# 2012 Sentra Fuel Door bent- won't close properly



## chessi3802 (Sep 2, 2015)

Hello,
My 2012 Sentra fuel door is bent and will not close properly. If I can get it closed it usually will not always "pop" open when I pull the release. Not fun I need gas and no one there to pry open with a screwdriver. Dealer told me it would NOT be covered under my extended warranty and would cost about $250 to repair- new door, paint and installation. Any instructions ow how to disassemble and install a new door anywhere? What paint is used silver? Please post... thanks


----------



## peacenlove613 (Nov 9, 2015)

I have a similar problem. Did you ever figure it out?


----------



## chessi3802 (Sep 2, 2015)

Hello,
Unfortunately, I have not. Dealer will not cover it because it is bent. Funny how one time a tech mentioned something about my fuel door but the service rep kinda brushed under the carpet. I guess I should look through my paperwork. One day I HAD to literally pry it open with a screwdriver. Now, I just drive around with a screwed up door that won't always open/close. Sigh.. You can find a replacement door cheap online but have to get it painted and installing it. Sigh


----------



## chessi3802 (Sep 2, 2015)

got lucky found a used silver door on eBay for $30. Two torx head screws and the "new" one was installed. Easy!


----------



## peacenlove613 (Nov 9, 2015)

chessi3802 said:


> got lucky found a used silver door on eBay for $30. Two torx head screws and the "new" one was installed. Easy!

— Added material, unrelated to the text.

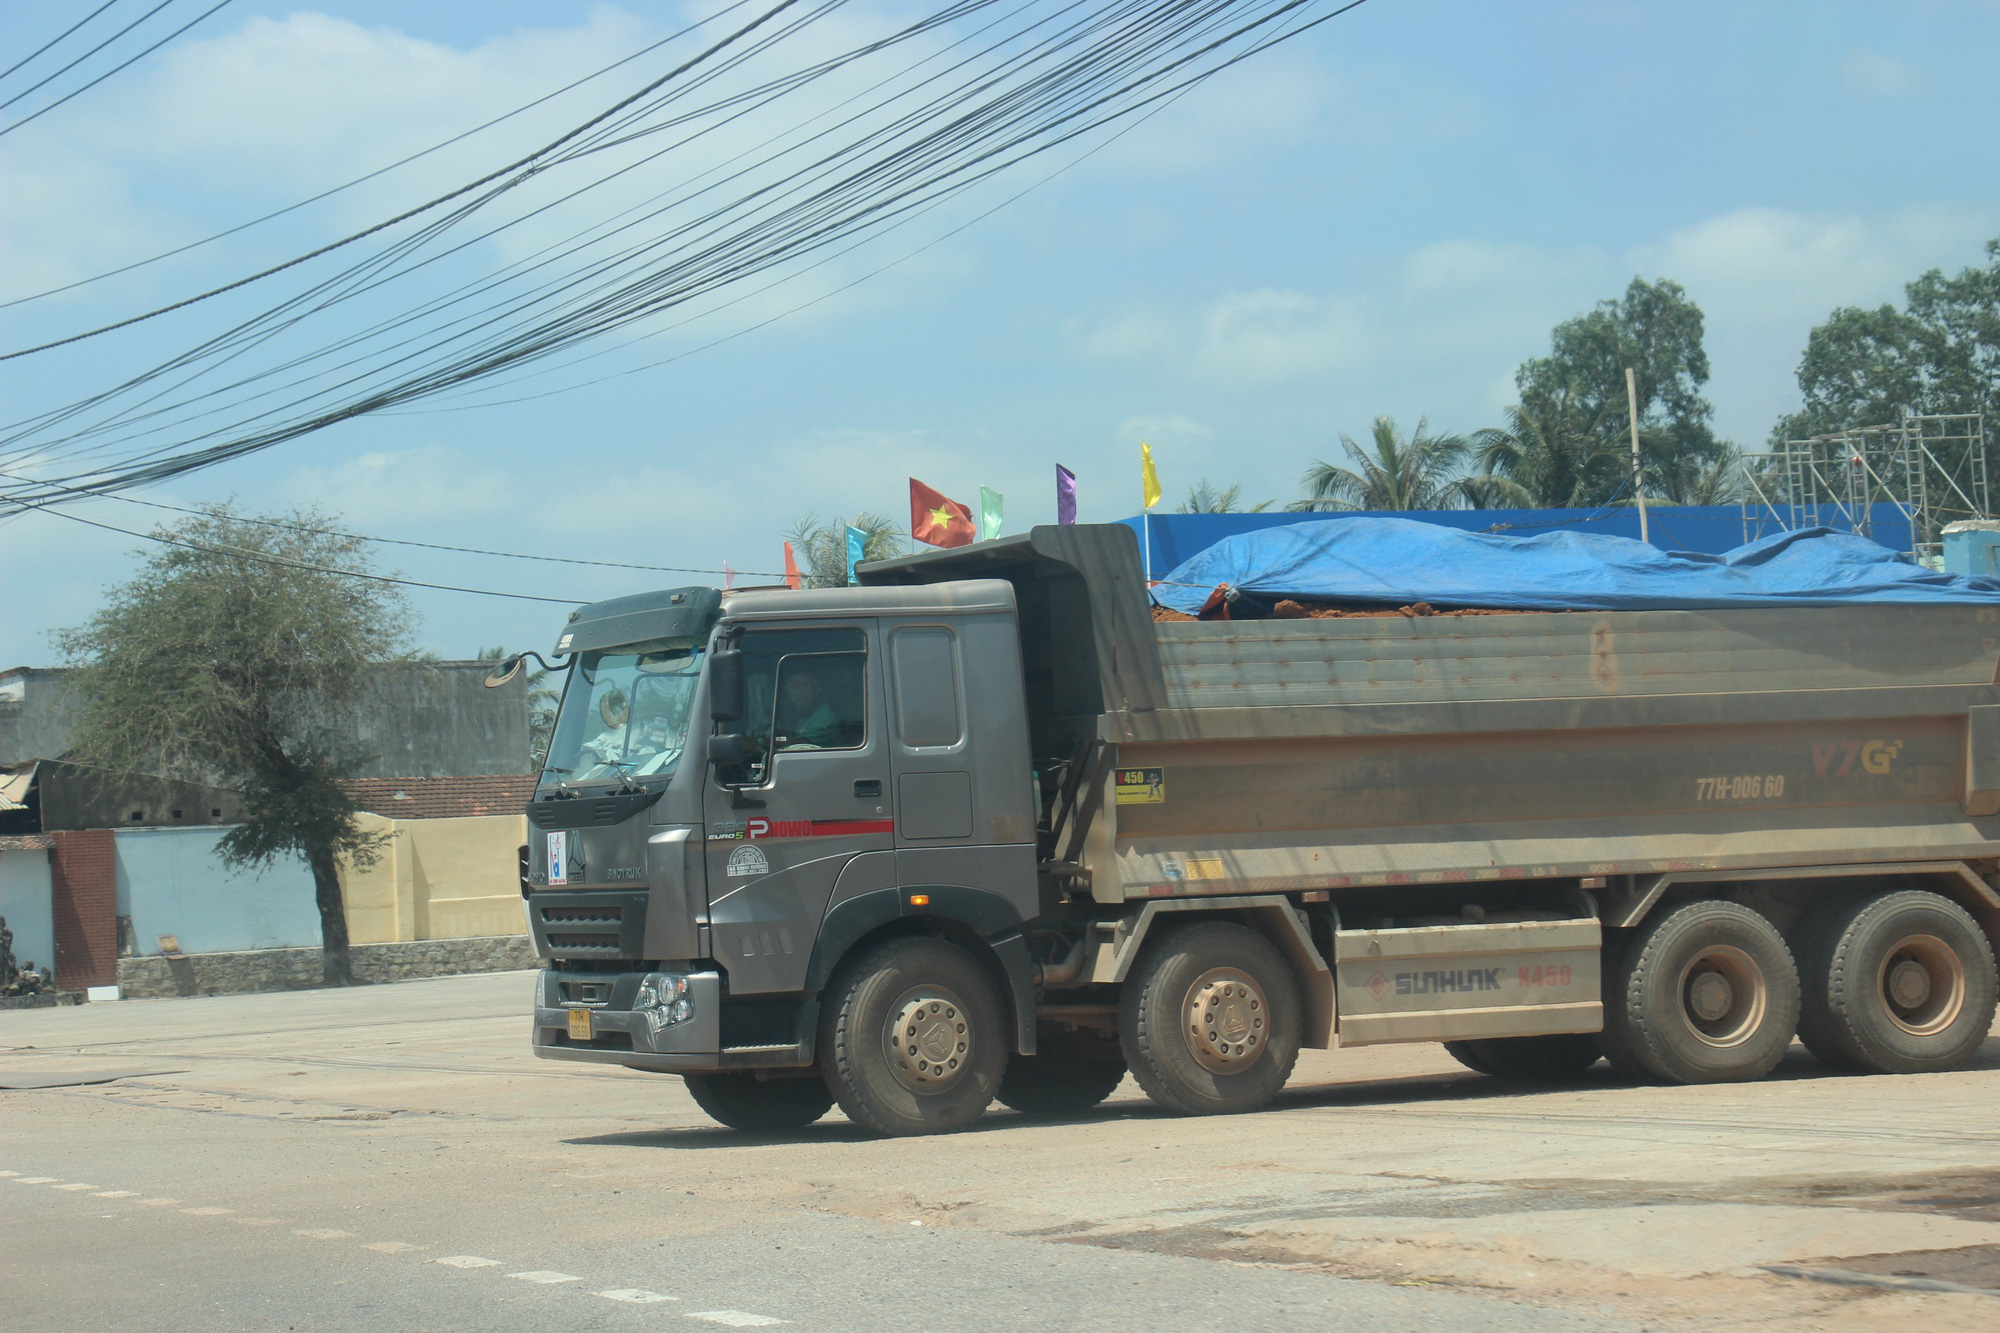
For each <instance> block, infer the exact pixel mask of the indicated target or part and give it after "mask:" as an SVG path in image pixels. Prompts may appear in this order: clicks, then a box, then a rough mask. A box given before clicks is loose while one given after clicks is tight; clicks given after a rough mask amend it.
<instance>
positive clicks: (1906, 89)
mask: <svg viewBox="0 0 2000 1333" xmlns="http://www.w3.org/2000/svg"><path fill="white" fill-rule="evenodd" d="M1840 78H1842V82H1846V86H1848V88H1852V90H1856V92H1868V94H1874V96H1880V98H1906V96H1912V94H1918V92H1922V90H1924V82H1922V78H1918V74H1916V70H1912V68H1910V66H1908V64H1904V62H1902V60H1896V58H1894V56H1884V54H1882V52H1878V50H1868V48H1866V46H1856V48H1854V50H1850V52H1848V54H1846V56H1842V58H1840Z"/></svg>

Thanks I'm going to look around for one.


----------



## chessi3802 (Sep 2, 2015)

Look around eBay or local junkyards. I waited months to find a decently priced used on on eBay. The only thing I had to change out was the attached gas cap on the door I bought. If it comes with a cap just test fit to see if the threads match. If not,carefully, pry out the mounting tab with a flat screwdriver and swap out. Good luck! I SO wanted to give the service rep at my dealership an earful today- you wanted $300 to fix this?! grrrr


----------



## Ferrari (Aug 10, 2016)

*bending?*

my mechanic bent it back in to shape but believe it or not it was only a very temporary fix! strange. i have to bang the hinge area of the thing every time i pump gas, after i pull the lever to open.:|


----------



## DriveDrunker (Jun 7, 2019)

+1 For this problem, exact same problem as Mr. Ferrari w/ my 2012 Nissan Sentra and looking for a solution.


----------